Creating such stable environments to enable the positive dynamic of connectivity would be one aspect that our modernday society could learn from the past. Border-crossing networks were successful over millennia by means of developing new technological, social and cultural practises to face past challenges (such as climate change). Bridging diverse cultural regions, instead of closing long-established communication routes between the Balkans and central Europe, would be another lesson to learn from the past.
The ‘Svinjarička Čuka’ site has brought together scientists from Austria, Germany and Serbia. In your opinion, is cooperation among European archaeologists at an enviable level in terms of quantity?
– As the history of science in the 19th and 20th centuries demonstrates convincingly, successful research is always international and not limited to distinct nationalities or even continents. The high degree of specialisation in distinct research fields nowadays requires international collaboration, which is additionally requested by our scientific community’s regularities and the international competition in excellent research programmes.

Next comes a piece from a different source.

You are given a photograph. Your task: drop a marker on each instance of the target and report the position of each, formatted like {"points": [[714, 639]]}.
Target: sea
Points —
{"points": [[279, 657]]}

When we initiated collaboration between the OREA institute of the Austrian Academy of Sciences and Serbian partners at universities, museums and research institutions in 2017, I was surprised that we were the first Austrian-Serbian mission in archaeology so far. The same can be stated for our collaborations with North Macedonia or Bosnia-Herzegovina. We confronted this lack of collaboration among Austrian scientists and partners from the Balkans by developing a “Balkan Archaeology” focus in our research programme at the OREA institute, in order to initiate new projects, support young scholars from various countries of Southeast Europe and establish new and broad collaborations. Our Balkan Archaeology programme is quite successful, which is already visible in the new scientific networks and project outcomes of the last few years (books, exhibitions, scholarships etc.).
Exploration of the site near Lebane is planned to last for several years. What other discoveries are expected?
– We hope to find further and large undisturbed cultural layers with the remains of early farmers dating back to the pioneering phase of the first settlers, around 8,000 years ago. So far we’ve only been able to identify their traces in small areas, which did not include constructed dwellings.
The lack of solid built architecture in the early phases of the Neolithic period in the central Balkans is astonishing and requires further scientific analyses. Our future excavations are expected to show whether we are in fact lacking remains of housing structures (or even the clustering of dwellings into a village system) or if archaeological data can provide other explanations for this gap. We additionally hope for good archaeological contexts to analyse past climatic conditions, the practises of farming, herding and hunting, the management of resources and exchanges of raw materials.
Artefacts and objects embedded in good contexts would offer the chance to analyse innovations and technologies in various aspects; the latter is expected to shed new light on the cultural process of adoption and modification, as important factors in the spreading of innovations. Nevertheless, we will only know after removing the earth and soils, and I hope that our Austrian-Serbian mission will be lucky in future campaigns.